FILMER LE MURMURE DU VENT…..


Claude Régy a toujours farouchement interdit toute captation de son travail. Parce qu’il sait mieux que personne que la matière de son travail est invisible, parce qu’il sent mieux que quiconque que l’impalpable de la représentation et les courants souterrains qui la traversent ne peuvent exister dans un espace qui serait réduit à celui d’une boîte de télévision. Parce qu’il croit encore au suprême échange du contact vivant, à la circulation de la vie entre des êtres situés dans un même espace, celui de l’expérience de la représentation.

Et peut-être parce qu’au-delà de tout, l’idée qu’une création par définition éphémère puisse être mise en conserve lui a toujours semblé sacrilège, voire indécente.

Pourtant, une fois, il a dérogé à cette règle à l’occasion d’un film que j’ai réalisé sur et avec lui, Claude Régy, la brûlure du monde (2005).

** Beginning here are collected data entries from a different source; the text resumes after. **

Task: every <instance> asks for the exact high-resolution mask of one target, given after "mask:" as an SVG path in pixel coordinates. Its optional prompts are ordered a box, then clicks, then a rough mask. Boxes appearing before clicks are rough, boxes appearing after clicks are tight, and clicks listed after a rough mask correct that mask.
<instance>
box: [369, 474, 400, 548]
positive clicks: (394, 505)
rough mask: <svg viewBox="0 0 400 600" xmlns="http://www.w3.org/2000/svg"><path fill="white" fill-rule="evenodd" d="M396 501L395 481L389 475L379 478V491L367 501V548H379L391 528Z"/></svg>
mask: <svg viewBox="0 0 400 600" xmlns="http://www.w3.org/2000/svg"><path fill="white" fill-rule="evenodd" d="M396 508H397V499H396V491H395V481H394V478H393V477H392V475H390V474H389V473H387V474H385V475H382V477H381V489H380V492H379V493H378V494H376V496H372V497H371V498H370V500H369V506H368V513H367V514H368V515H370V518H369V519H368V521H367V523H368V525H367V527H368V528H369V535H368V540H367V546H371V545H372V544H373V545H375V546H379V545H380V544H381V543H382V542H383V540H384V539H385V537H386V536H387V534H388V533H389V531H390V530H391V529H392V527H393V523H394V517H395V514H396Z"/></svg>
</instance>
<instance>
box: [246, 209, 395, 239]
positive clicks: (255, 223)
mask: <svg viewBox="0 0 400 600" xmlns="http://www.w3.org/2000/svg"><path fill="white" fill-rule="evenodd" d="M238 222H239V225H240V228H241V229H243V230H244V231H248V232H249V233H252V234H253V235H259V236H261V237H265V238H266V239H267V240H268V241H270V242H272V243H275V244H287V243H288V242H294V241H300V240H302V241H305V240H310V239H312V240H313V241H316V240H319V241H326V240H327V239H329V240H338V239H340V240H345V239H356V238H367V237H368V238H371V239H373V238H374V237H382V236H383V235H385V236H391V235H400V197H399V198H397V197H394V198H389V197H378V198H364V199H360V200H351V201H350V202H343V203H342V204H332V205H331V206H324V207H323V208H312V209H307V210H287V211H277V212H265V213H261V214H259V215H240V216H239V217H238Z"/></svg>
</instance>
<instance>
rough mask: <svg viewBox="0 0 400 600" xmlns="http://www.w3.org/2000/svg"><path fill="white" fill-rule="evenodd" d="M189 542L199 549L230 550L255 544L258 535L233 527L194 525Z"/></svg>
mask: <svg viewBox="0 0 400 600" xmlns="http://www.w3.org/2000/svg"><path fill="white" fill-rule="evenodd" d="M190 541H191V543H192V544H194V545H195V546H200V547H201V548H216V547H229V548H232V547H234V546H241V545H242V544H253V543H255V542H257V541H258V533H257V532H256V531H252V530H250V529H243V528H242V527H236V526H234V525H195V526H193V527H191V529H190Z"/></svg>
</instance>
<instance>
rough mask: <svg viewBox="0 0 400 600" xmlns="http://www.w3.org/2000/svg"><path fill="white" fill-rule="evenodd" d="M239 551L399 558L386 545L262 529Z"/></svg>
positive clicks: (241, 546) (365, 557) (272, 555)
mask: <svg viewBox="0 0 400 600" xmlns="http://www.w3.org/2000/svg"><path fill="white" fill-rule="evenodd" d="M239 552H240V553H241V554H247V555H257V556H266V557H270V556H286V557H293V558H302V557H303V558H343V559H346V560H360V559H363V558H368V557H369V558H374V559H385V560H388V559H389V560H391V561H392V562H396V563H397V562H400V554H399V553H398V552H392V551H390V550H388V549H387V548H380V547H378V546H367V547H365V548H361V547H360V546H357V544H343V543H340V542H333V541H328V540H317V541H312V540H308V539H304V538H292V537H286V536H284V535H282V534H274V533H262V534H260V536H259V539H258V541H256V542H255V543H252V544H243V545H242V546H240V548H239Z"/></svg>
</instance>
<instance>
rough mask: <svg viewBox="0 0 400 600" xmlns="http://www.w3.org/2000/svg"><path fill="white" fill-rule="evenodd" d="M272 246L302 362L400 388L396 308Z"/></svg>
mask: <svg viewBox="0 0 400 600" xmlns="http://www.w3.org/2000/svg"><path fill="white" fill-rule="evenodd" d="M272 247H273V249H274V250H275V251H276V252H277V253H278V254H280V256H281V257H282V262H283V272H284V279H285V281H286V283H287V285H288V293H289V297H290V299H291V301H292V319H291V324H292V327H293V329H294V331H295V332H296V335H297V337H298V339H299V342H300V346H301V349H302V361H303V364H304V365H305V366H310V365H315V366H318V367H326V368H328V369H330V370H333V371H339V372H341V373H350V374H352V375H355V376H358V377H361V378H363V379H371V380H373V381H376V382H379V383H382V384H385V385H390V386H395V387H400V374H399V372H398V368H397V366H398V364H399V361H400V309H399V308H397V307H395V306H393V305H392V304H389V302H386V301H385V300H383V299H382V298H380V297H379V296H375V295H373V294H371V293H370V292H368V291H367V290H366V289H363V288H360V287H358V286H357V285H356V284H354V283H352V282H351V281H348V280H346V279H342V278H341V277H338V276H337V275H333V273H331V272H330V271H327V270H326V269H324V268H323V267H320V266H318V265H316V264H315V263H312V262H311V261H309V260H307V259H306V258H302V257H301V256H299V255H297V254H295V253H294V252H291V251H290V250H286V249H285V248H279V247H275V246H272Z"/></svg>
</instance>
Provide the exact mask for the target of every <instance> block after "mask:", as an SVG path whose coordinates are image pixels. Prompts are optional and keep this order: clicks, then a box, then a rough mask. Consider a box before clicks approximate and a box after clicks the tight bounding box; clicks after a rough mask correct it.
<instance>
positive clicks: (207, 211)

Pour ce portrait, il m’a autorisé, en toute liberté, à filmer des extraits de Comme un chant de David, spectacle créé à partir des Psaumes, avec Valérie Dréville, au Théâtre National de Bretagne à Rennes.  Spectacle pour lequel je l’avais assisté, pendant plusieurs mois de répétitions, pour la mise en scène.

En découvrant les images de ce film nous avons senti, ensemble, qu’aux antipodes de la captation télévisuelle, il était possible d’inventer une manière de restituer, pour l’image, un travail élaboré pour le plateau. Et que pour cela, il fallait chercher comment, avec les moyens du cinéma, transposer la matière vivante en une matière filmique.

S’interroger donc, chercher, non pas capter, mais recréer. Conditions sine qua non pour ne rien trahir.

Sur les images de ce film, sans qu’on puisse l’expliquer, comme une grâce, sur le visage de Valérie Dréville cadré en plan très rapproché se lisait l’intégralité du spectacle. On sait que Claude Régy axe son travail sur le jeu de l’acteur en le menant vers des contrées inexplorées de l’être, loin du réalisme psychologique et du naturalisme conventionnel. On ignorait que sa recherche sur la théâtralité du langage, de l’espace et de la lumière pouvait aussi, en condensé frémissant, se refléter dans un regard, une main qui s’élève ou le silence qui entoure un corps immobile.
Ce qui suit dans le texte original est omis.